The effect is produced by two factors – the geometry of the discs and the position where the speaker and the listener stand. The Discs are parabolic in shape. The jump of a frog along jumper, springboard diver and pole-vaulter as well as the motion of a discuss, a shot put and a javelin are parabolic. Several comets are known to move in parabolic orbits. Just as we describe a circle with a fixed point, namely its centre, a fixed point known as focus also describes a parabola. The focus lies in front lies in front of the parabolic curve. In this exhibit the position of the speaker as well as the listener is the focus of the parabolic discs. One of the properties of the focus of the parabolic surface as applied to sound is that the waves emanating at the focus and incident on the surface are reflected and rendered parallel. The reflected waves strike the parabolic surface at the other end and converge at the focus. Since sound waves converge, their intensity is maximum there. This is similar to burning a piece of paper in sunlight with the help of a converging (convex) lens, where the lens collects the parallel beam of sunlight and converges them to a point. At that print, the intensity of light is high.
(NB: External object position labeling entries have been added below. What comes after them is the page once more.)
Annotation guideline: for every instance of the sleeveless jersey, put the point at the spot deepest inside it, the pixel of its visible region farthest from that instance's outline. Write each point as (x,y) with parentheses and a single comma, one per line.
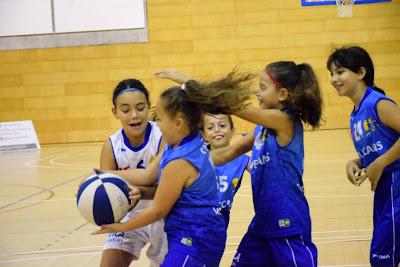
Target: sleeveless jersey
(281,208)
(370,136)
(229,178)
(127,156)
(195,224)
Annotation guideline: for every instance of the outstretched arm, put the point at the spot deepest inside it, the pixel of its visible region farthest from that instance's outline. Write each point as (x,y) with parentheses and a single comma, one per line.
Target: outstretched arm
(174,178)
(173,75)
(275,119)
(389,114)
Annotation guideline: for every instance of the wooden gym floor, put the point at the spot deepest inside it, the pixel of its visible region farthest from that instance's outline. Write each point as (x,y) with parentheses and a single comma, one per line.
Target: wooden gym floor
(40,225)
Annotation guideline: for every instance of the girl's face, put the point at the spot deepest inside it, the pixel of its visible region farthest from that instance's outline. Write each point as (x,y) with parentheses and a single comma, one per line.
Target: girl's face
(167,124)
(217,130)
(132,110)
(268,95)
(344,80)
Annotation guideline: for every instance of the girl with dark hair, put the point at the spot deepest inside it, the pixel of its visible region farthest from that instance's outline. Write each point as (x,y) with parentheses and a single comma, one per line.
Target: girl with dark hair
(194,225)
(375,130)
(280,232)
(133,147)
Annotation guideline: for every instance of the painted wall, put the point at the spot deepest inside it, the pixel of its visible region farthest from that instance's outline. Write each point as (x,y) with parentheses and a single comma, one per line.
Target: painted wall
(67,91)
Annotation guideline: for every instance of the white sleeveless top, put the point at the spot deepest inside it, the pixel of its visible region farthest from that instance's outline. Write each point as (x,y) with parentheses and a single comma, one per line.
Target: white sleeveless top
(127,156)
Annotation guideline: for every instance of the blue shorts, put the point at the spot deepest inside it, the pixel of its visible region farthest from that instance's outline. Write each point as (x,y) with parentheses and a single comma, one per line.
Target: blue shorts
(180,258)
(278,252)
(180,255)
(385,244)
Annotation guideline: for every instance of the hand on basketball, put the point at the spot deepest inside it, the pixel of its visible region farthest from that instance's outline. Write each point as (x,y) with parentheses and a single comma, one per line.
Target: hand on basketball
(172,75)
(110,228)
(355,174)
(374,173)
(134,196)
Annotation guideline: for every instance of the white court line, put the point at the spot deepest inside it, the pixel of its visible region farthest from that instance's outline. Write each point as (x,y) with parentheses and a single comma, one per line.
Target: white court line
(52,162)
(319,196)
(51,257)
(51,159)
(33,201)
(48,251)
(343,231)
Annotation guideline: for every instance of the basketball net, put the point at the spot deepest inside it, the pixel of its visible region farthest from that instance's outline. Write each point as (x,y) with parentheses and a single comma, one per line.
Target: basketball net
(345,8)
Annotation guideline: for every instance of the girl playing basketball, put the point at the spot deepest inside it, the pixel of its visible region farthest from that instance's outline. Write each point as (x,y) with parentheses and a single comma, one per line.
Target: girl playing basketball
(218,130)
(133,147)
(280,232)
(194,224)
(375,129)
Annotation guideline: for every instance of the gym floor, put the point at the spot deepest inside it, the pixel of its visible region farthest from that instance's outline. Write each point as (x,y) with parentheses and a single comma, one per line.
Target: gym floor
(40,225)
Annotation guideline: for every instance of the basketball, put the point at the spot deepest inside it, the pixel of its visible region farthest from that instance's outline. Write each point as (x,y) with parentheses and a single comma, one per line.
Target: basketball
(103,198)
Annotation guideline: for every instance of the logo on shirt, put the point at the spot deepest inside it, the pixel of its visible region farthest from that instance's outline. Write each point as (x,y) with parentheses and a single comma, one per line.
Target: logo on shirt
(261,160)
(284,223)
(235,182)
(260,139)
(186,241)
(366,127)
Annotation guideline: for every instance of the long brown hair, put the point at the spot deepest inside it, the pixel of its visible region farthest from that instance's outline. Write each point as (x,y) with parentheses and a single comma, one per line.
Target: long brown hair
(226,95)
(304,98)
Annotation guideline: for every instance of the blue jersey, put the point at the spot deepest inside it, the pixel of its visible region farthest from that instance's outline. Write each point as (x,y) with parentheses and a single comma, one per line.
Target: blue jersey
(195,224)
(281,208)
(371,137)
(229,177)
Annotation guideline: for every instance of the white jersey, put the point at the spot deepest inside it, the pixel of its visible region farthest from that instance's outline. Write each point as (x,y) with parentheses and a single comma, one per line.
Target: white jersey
(127,156)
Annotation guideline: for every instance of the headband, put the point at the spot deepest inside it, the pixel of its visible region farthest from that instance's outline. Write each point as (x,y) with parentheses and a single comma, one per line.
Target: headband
(274,80)
(131,89)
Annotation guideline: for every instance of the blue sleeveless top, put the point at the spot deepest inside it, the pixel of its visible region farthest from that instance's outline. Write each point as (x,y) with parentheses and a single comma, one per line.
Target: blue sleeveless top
(195,223)
(370,136)
(281,208)
(229,177)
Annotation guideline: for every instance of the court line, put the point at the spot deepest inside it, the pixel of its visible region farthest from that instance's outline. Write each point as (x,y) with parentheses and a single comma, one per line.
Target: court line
(318,196)
(33,203)
(48,251)
(44,190)
(50,257)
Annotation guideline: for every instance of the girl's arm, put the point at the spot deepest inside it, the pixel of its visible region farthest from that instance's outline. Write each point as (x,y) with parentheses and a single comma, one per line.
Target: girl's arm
(174,178)
(147,192)
(173,75)
(107,161)
(275,119)
(389,114)
(228,153)
(140,177)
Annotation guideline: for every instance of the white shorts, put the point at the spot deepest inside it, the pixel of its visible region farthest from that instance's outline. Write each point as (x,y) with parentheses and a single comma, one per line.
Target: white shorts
(133,241)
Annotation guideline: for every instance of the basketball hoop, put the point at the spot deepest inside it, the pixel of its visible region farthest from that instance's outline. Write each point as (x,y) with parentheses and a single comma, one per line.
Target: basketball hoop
(345,8)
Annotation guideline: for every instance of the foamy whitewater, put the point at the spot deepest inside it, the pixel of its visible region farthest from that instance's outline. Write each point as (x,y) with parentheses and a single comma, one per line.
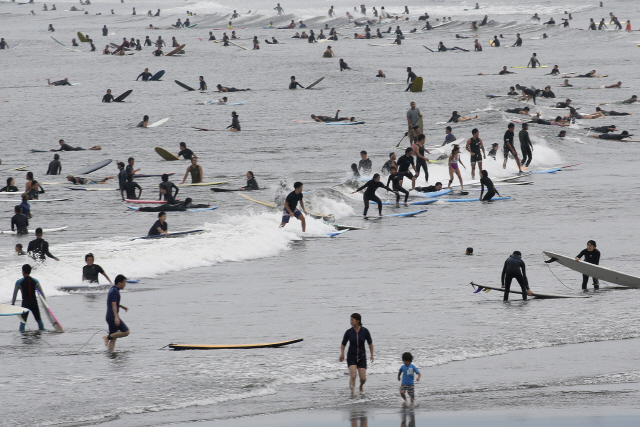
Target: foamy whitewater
(247,281)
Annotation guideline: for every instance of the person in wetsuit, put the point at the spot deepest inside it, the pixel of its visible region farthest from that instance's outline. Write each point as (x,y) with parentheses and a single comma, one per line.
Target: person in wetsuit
(514,268)
(356,336)
(294,84)
(38,249)
(19,221)
(370,192)
(29,287)
(90,271)
(54,166)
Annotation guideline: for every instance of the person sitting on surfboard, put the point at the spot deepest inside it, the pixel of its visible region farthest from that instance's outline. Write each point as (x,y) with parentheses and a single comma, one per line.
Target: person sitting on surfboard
(29,287)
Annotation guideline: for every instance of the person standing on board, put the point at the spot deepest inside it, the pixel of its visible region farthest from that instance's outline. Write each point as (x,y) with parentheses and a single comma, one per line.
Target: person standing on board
(592,256)
(356,336)
(117,328)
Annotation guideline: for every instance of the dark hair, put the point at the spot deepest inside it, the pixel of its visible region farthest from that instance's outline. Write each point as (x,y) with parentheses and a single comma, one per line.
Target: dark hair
(357,316)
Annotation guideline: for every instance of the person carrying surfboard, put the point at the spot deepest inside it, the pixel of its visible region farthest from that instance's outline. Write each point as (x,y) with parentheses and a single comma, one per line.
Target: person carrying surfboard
(28,287)
(514,268)
(117,328)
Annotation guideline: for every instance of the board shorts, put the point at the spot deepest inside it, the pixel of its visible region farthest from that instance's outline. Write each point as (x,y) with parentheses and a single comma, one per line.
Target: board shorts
(286,216)
(409,389)
(361,364)
(113,328)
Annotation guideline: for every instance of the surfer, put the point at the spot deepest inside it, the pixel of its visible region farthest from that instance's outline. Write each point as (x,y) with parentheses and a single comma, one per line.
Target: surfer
(509,147)
(29,287)
(290,206)
(356,336)
(90,271)
(235,123)
(294,84)
(38,248)
(195,170)
(474,145)
(117,328)
(370,192)
(514,268)
(159,227)
(454,159)
(185,153)
(19,221)
(54,166)
(230,89)
(64,82)
(168,187)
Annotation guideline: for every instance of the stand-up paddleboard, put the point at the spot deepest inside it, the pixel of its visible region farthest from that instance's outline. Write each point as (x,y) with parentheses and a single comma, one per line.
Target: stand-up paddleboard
(518,290)
(474,200)
(268,204)
(157,76)
(177,234)
(158,123)
(345,123)
(166,154)
(52,317)
(189,88)
(231,346)
(202,184)
(44,230)
(416,86)
(597,271)
(397,215)
(315,83)
(123,96)
(176,50)
(92,168)
(135,208)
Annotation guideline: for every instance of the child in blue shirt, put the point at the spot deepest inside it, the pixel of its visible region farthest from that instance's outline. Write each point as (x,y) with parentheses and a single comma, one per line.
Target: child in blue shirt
(407,371)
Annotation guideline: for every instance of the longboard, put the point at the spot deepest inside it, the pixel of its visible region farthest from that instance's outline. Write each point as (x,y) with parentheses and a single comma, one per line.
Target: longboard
(231,346)
(166,154)
(189,88)
(176,50)
(539,295)
(268,204)
(315,83)
(597,271)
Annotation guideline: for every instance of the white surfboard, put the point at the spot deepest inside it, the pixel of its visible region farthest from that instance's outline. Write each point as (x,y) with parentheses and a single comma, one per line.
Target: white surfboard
(596,271)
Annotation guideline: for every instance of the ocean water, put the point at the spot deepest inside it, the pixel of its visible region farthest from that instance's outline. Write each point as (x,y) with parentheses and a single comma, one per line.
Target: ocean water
(247,281)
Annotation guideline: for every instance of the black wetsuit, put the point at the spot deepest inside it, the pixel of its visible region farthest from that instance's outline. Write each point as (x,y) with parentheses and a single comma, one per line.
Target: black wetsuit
(370,195)
(510,271)
(20,222)
(592,257)
(38,249)
(54,168)
(525,147)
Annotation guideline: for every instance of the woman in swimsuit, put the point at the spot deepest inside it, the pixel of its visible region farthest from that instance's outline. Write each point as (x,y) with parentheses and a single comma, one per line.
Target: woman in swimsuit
(454,159)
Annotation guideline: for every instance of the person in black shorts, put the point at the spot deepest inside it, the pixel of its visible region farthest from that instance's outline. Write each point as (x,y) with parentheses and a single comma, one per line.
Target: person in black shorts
(356,336)
(474,145)
(290,205)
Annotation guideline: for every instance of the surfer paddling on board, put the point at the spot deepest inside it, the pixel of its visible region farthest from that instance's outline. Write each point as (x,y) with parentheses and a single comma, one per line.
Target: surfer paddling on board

Parabolic surface, because of this property to bring waves to a focus, thereby increasing the intensity of the waves, find a number of applications. The dish antenna we see with the cable operator is one such. The radio waves transmitted by the various channels are collected by the dish antenna. The receiver is placed at the focus of the antenna. The radio signals received are amplified and transmitted to our houses through cables.
Parabolic surfaces help the astronomers immensely. It is common knowledge that telescopes are used to study the celestial objects like the planets, stars and galaxies. The primary aim of such telescopes is not magnifying the object but to gather more light for accurate analysis. It is the study of light from those objects that ultimately leads to have a glimpse of the dynamic processes that punctuate their very existence. Many large telescopes, including the one at Vainu Bappu Observatory in Tamilnadu, have parabolic shapes to enhance their light gathering capacity.
Then, there are celestial objects that emit less energetic radio waves that our eyes are insensitive to. The parabolic antenna, like the ones used by the cable operators, sense the radio signals from objects located even beyond the realms of our galaxy, the Milky Way. An analysis of the radio waves provides additional information about the object hitherto not known through studying visible light alone. One advantage with radio telescope is that, one does not need highly polished surface that an optical telescope demands. Since the radio waves have longer wavelengths, even a parabolic mesh is akin to a mirror.